The resignation of senior judges is often cited as proof of a constitutional crisis. Historically, however, judicial pushback against reform is common when institutional turf is redefined. When Franklin D. Roosevelt proposed his Judicial Procedures Reform Bill of 1937, it was met with fierce judicial and political resistance, yet it ultimately led to a more responsive Supreme Court. In Pakistan’s case, the amendment was passed by a two-thirds majority in Parliament, the highest bar for legal change. Judges are interpreters of the law, but the legislature is the sole author of the constitution. To suggest that judge-led resistance renders a parliamentary act illegitimate is to invert the principle of parliamentary sovereignty.

Amnesty’s alarm over lifetime immunity for the President and military officials is similarly overstated. Most heads of state enjoy functional immunity to protect the office from debilitating litigation. In the United States, the Supreme Court recently reaffirmed in Trump v. United States (2024) that Presidents possess absolute immunity for core constitutional acts. France’s Constitution (Article 67) provides similar protections. The 27th Amendment’s focus on immunity during tenure ensures that the state’s highest offices can function without the constant threat of politically motivated lawfare. Accountability is not abolished, it is deferred to ensure governance stability, a practice consistent with international norms.

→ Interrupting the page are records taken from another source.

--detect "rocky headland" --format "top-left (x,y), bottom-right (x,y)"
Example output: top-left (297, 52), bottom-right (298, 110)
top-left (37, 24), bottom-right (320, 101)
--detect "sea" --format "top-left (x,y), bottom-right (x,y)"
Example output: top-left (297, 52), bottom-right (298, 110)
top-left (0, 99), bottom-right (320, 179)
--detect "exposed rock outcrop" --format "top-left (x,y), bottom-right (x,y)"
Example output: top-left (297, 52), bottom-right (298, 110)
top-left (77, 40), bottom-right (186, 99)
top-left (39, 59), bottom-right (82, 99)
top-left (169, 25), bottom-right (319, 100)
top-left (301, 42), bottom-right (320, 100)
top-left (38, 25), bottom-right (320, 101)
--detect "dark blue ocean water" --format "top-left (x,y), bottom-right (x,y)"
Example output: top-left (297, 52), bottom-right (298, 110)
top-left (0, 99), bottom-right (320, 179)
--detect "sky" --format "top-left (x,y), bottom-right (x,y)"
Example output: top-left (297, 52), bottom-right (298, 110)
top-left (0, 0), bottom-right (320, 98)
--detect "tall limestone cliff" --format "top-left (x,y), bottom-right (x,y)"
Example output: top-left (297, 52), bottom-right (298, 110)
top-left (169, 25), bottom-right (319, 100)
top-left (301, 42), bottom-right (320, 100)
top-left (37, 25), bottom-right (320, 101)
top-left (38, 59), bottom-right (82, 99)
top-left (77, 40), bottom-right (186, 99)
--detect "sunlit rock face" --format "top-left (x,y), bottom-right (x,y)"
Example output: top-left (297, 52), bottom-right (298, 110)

Furthermore, the expanded grounds for judicial removal, often framed as intimidation, are essential for transparency. In many Western jurisdictions, inefficiency or incapacity are standard grounds for the removal of judges. The UK’s Constitutional Reform Act 2005 allows for the removal of judges for misbehaviour, a term interpreted by the executive and legislature. Strengthening these mechanisms in Pakistan is a step toward ending judicial clannishness and ensuring that judges, like all public servants, remain answerable for their performance.

Ultimately, Amnesty International’s selective criticism ignores the fact that judicial structures are not monolithic. There is no international law requiring a single Supreme Court to handle all constitutional matters. By adopting a specialized court and refining the appointment process, Pakistan is moving toward a more modern, accountable, and European-style judicial framework. Rather than a regression, the 27th Amendment represents an effort to balance the often-competing demands of judicial independence and democratic accountability. Critiques that fail to acknowledge these global parallels risk appearing less like human rights advocacy and more like a defense of an outdated, unaccountable status quo.